僕がこの小説を書く上で気を付けてるのは、『ウルトラマン』と言う作品を、気軽に且つ軽率に『気に入らないキャラを叩くためだけの暴力装置、道具』にしちゃいけないってことです。だってウルトラマンは、そんな人間にすら、改心できる可能性が0であっても、救いを差し伸べなければならないから。

ずいぶん昔にアンチ・ヘイト関係でやらかしてしまった上でこんなことをいうのもあれですし、僕個人の主観的意見になりますが、
悪役に対するものなら、人として当然の怒りとして処理できるところはありますが、
そもそも『なんとなく、特に意味ないけどこいつにイライラするからこいつをサンドバック役にして叩いちゃえ』なんて…そもそも二次創作で書く必要ある?と今では思うんです。

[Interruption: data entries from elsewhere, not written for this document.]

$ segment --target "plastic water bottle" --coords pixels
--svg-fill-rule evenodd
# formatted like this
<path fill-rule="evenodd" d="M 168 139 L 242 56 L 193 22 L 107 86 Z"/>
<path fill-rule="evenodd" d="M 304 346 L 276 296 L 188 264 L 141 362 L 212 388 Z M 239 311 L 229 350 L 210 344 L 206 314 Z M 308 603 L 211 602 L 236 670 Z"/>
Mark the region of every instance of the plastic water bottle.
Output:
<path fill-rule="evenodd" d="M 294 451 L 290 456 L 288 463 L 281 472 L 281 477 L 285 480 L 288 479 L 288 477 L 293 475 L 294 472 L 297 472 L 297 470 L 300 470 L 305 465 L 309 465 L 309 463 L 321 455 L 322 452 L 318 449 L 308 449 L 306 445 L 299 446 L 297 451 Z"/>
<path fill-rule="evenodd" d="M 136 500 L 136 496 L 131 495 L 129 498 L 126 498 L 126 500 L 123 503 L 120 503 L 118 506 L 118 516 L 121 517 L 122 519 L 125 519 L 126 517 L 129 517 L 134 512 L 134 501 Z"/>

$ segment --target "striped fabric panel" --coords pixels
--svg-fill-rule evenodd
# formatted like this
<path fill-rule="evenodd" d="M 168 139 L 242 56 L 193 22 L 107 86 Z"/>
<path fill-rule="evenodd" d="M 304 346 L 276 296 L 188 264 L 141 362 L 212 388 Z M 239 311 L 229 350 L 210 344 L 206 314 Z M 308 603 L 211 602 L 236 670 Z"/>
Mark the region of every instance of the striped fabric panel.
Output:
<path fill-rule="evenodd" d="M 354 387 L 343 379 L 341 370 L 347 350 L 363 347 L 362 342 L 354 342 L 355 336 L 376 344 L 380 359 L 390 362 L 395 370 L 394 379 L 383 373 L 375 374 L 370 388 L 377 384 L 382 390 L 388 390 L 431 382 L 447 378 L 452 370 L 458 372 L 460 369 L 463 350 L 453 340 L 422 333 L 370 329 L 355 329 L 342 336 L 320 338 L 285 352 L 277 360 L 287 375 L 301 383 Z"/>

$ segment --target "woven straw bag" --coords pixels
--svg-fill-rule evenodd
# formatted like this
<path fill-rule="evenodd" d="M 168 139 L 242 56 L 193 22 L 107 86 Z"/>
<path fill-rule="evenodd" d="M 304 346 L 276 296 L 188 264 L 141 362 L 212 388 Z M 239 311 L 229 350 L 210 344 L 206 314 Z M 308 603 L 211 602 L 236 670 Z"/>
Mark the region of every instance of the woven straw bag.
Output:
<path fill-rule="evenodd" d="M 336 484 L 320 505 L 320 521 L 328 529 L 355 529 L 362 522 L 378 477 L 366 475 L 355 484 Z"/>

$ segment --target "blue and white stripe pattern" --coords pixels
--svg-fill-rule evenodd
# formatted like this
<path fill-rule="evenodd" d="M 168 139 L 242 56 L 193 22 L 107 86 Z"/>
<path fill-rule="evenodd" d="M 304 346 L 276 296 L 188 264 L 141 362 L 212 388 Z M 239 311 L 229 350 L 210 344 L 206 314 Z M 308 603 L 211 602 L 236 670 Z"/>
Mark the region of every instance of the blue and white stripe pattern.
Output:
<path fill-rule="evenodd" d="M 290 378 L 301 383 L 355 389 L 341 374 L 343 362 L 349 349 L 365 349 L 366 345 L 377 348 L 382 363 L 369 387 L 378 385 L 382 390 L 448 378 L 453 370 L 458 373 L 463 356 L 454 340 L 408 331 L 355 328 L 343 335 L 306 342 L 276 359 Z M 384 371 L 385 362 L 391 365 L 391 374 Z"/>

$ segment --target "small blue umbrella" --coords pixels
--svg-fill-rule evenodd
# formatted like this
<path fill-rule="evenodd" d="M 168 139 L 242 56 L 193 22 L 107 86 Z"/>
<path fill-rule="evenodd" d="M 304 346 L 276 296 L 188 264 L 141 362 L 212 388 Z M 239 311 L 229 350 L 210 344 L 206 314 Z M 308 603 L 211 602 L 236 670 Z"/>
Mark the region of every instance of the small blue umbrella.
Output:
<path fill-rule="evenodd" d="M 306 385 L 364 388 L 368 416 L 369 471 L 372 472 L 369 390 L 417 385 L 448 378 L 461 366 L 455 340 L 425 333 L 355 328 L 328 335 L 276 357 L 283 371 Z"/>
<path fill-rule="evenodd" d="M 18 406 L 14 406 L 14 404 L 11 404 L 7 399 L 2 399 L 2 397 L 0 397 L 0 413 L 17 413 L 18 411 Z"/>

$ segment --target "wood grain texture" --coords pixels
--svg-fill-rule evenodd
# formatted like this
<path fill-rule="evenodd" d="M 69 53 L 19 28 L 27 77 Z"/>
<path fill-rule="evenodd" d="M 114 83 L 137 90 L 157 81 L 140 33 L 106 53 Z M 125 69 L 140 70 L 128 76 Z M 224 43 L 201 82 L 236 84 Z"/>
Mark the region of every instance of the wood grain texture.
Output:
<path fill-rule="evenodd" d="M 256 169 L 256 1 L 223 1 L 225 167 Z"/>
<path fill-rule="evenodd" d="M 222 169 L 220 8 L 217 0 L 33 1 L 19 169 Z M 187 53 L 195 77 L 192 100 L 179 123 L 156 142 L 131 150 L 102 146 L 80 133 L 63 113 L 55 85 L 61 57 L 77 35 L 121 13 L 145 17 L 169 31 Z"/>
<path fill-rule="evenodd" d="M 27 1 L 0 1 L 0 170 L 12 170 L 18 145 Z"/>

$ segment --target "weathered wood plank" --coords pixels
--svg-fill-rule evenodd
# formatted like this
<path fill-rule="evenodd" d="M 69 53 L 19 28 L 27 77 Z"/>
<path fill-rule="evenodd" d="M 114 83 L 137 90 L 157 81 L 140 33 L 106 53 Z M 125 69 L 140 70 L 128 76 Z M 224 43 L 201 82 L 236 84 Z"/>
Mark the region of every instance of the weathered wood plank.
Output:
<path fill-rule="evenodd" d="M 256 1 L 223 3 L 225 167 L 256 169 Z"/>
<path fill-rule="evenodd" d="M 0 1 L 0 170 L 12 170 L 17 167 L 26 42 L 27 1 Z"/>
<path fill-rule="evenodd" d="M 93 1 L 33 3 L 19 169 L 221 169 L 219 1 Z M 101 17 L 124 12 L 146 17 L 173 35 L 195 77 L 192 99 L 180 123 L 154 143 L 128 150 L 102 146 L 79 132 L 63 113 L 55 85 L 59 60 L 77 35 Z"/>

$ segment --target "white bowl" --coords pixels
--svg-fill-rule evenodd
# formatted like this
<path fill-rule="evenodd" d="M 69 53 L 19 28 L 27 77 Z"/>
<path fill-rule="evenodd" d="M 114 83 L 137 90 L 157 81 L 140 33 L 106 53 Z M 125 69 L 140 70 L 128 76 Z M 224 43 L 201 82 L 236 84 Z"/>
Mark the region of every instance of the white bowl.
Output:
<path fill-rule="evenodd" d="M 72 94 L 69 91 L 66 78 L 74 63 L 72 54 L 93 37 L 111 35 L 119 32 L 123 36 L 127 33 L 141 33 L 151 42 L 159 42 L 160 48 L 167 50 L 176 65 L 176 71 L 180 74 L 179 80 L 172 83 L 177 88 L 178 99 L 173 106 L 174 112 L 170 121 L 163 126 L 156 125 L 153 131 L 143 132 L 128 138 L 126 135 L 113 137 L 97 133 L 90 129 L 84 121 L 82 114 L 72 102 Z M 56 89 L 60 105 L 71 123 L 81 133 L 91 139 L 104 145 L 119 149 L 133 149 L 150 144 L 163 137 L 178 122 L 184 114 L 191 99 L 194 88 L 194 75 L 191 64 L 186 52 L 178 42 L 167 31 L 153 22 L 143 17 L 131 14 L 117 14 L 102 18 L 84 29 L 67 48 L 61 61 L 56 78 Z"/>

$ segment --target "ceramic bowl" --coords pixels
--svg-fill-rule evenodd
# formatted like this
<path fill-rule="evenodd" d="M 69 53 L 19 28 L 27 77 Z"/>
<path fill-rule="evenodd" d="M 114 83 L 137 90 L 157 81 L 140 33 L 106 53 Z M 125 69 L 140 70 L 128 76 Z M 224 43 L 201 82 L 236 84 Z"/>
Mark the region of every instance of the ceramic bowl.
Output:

この作中ではメインヒロインに昇格している香織にすら、人によってはアンチ・ヘイトしてる二次創作もありますが、ウルトラマンと言う作品を扱う二次創作でそれをするなんて、それこそもっての外な気もします。(この時点で、僕の方がヘイトを買ってるかもしれませんが、これに関しては譲りたくないです…)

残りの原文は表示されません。